QotD: The “magic” of capitalism

Filed under: Economics, History, Quotations, USA — Tags: , , — Nicholas @ 01:00

Warren Buffett has told us that there’s something magical about American capitalism. This isn’t quite true, because other countries have achieved much the same thing. What is true about it is that it is the system itself which has caused the incredible wealth we all enjoy in this modern world. Buffett writes:

    In 1776, America set off to unleash human potential by combining market economics, the rule of law and equality of opportunity. This foundation was an act of genius that in only 241 years converted our original villages and prairies into $96 trillion of wealth.

Other places which did much the same thing — that mixture of capitalism, the rule of law and free markets — achieved much the same end. We generally refer to those places as the developed world, while those that didn’t are still the Third World. There is nowhere at all that has become rich, absent some vast natural resource, without adopting this system.
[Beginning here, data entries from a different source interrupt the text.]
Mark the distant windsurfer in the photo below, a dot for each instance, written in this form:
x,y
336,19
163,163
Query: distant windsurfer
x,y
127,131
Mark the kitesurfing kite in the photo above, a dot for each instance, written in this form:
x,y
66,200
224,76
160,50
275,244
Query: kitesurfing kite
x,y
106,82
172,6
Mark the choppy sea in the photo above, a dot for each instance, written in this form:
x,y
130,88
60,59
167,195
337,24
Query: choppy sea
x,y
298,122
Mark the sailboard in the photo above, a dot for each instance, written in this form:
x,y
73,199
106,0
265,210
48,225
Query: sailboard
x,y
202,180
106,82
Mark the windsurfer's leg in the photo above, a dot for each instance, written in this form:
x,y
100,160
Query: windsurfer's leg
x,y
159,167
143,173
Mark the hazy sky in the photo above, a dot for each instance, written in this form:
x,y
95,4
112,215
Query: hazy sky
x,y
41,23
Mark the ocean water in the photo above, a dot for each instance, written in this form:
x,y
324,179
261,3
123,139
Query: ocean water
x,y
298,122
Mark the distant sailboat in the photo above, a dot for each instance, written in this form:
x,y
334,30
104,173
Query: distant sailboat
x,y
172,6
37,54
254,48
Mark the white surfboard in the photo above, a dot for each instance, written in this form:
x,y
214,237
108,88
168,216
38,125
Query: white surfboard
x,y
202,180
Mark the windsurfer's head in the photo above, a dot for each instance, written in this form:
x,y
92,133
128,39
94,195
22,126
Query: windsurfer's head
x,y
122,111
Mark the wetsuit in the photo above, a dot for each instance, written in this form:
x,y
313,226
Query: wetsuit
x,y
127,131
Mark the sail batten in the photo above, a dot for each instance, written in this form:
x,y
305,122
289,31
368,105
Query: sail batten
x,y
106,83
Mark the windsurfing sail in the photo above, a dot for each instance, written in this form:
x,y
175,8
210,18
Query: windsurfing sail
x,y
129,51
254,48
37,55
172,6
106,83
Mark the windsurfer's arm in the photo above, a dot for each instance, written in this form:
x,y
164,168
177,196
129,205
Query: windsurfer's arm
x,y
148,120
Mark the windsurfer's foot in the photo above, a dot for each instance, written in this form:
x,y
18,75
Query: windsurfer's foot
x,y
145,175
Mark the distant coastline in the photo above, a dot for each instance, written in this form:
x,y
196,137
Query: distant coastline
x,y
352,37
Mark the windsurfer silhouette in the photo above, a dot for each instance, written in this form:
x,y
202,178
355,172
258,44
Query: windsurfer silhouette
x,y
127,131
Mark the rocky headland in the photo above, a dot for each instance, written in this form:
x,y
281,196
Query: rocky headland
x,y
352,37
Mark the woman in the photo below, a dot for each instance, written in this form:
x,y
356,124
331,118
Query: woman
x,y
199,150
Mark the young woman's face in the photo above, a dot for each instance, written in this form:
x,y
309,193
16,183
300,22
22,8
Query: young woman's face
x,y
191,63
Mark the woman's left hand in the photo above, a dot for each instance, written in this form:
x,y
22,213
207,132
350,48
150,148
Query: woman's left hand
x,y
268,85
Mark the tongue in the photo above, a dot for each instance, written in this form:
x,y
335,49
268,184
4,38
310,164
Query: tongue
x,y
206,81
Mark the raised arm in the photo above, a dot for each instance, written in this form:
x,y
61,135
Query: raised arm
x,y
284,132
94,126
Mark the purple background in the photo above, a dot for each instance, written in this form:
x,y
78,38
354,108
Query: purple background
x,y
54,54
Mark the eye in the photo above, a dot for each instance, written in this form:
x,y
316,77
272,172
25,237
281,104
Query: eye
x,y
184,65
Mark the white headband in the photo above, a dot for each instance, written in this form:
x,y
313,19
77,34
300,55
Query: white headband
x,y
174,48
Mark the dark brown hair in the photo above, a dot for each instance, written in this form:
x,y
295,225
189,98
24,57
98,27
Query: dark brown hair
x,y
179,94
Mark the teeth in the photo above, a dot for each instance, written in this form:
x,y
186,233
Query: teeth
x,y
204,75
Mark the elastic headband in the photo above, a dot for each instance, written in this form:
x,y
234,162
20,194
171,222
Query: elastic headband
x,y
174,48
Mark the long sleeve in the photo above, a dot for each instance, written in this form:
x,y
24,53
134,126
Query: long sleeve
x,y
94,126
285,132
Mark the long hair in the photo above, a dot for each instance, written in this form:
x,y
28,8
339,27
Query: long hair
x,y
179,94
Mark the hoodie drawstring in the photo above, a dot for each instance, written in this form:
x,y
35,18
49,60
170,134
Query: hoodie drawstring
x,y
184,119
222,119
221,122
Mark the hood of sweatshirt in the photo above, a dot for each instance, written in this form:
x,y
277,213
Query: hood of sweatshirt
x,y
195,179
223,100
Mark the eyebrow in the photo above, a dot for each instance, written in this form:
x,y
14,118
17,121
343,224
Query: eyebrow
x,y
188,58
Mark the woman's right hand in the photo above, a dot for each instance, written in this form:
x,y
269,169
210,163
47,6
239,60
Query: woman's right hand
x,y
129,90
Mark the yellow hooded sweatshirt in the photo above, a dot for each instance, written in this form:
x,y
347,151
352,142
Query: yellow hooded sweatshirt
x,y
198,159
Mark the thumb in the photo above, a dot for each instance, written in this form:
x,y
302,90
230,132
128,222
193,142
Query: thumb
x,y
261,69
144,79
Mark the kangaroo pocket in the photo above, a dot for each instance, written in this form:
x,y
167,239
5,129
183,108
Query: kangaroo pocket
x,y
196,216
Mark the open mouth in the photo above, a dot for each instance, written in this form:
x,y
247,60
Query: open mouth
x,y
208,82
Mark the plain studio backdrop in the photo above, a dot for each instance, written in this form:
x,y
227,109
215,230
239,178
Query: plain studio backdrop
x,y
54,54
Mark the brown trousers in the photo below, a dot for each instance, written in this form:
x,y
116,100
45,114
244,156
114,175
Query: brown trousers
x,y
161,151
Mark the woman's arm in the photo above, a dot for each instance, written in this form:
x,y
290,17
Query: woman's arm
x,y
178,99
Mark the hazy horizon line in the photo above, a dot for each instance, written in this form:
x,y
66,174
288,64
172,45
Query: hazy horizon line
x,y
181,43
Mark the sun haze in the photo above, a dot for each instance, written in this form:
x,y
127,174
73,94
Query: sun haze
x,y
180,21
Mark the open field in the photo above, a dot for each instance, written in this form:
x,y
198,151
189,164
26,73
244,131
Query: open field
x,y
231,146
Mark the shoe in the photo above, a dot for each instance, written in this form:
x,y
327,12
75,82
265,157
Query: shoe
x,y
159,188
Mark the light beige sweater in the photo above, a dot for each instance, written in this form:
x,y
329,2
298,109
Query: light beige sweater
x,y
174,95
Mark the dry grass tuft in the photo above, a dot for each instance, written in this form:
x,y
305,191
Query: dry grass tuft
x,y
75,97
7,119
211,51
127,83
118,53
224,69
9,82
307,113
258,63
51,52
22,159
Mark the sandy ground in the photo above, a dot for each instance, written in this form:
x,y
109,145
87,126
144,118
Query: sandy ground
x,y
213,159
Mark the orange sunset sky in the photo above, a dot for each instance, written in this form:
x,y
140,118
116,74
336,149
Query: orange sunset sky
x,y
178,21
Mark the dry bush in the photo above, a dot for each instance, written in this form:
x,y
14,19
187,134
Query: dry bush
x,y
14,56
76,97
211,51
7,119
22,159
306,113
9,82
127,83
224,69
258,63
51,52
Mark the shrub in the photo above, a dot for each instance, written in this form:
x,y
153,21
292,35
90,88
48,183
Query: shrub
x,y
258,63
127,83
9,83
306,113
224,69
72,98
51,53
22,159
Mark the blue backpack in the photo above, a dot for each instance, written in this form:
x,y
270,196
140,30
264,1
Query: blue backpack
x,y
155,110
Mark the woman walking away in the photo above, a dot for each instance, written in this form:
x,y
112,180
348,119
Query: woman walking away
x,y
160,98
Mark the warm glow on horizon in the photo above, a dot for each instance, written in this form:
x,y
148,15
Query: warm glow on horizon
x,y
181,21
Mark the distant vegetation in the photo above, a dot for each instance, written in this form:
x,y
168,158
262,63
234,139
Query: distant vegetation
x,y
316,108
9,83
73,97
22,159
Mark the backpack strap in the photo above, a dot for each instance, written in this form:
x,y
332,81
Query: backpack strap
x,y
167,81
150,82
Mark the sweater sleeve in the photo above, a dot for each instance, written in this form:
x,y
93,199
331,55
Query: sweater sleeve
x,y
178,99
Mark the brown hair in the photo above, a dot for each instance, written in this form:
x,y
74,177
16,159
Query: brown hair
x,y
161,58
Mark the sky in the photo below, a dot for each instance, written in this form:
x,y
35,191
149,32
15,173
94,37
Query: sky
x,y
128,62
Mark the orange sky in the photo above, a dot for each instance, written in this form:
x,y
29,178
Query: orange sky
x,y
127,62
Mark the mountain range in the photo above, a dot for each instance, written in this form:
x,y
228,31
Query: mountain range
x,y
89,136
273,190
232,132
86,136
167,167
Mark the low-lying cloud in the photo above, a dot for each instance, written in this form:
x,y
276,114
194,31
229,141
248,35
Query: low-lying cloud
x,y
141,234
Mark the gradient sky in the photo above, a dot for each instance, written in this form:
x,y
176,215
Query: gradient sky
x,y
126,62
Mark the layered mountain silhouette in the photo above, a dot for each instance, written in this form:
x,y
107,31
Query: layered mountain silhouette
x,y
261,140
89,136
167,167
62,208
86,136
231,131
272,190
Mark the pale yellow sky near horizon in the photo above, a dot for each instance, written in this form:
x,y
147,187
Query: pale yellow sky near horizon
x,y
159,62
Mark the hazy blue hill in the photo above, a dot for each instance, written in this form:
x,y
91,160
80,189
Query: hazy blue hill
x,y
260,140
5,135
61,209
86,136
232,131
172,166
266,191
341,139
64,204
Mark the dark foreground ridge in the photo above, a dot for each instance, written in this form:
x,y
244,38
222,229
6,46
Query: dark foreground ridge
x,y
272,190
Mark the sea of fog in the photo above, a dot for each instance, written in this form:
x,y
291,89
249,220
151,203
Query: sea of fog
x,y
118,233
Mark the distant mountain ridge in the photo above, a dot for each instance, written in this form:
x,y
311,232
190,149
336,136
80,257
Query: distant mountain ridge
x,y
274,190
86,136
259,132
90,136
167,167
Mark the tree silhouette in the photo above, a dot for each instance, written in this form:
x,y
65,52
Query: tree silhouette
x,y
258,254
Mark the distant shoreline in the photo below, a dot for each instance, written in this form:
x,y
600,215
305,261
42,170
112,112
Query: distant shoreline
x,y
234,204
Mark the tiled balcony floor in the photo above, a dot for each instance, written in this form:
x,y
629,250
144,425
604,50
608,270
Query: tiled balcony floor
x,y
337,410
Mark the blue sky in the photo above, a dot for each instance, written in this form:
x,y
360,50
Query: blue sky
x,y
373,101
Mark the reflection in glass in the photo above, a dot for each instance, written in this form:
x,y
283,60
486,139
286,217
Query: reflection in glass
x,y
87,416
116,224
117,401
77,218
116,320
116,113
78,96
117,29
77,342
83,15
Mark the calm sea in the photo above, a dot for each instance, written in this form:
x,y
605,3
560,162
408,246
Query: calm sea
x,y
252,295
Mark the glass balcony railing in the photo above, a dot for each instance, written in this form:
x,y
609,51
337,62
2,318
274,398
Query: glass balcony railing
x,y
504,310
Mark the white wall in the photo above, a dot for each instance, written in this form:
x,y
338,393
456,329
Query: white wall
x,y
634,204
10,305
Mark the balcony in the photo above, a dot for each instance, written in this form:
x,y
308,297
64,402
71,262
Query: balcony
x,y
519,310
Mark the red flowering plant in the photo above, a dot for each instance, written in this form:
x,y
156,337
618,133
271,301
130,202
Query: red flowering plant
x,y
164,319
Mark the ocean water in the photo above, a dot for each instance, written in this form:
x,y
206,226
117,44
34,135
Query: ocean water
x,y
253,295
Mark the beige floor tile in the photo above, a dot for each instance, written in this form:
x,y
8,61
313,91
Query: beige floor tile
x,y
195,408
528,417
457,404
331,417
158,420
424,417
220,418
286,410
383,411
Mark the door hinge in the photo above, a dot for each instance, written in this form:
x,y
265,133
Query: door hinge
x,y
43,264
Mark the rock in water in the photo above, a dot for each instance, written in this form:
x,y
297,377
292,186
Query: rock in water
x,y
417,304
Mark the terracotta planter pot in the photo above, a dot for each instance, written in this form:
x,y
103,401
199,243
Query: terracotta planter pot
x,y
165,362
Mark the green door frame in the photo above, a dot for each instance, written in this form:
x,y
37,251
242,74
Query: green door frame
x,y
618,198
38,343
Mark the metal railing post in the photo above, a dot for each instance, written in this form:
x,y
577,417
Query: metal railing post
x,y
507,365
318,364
We can show this, too, with the numbers from Angus Madison. The average GDP per capita over history, all countries, all empires, was some $600 a year or so — That’s in today’s dollars, meaning history was, by our standards, abject destitution for everyone. This is also why we use $1.90 a day (at modern American prices) as our measure of global absolute poverty. Because that’s just what the past was and we celebrate when people, a country, a nation, rise above that historical existence.

Tim Worstall, “Appalachia’s woes show the success of American capitalism”, Washington Examiner, 2018-01-09.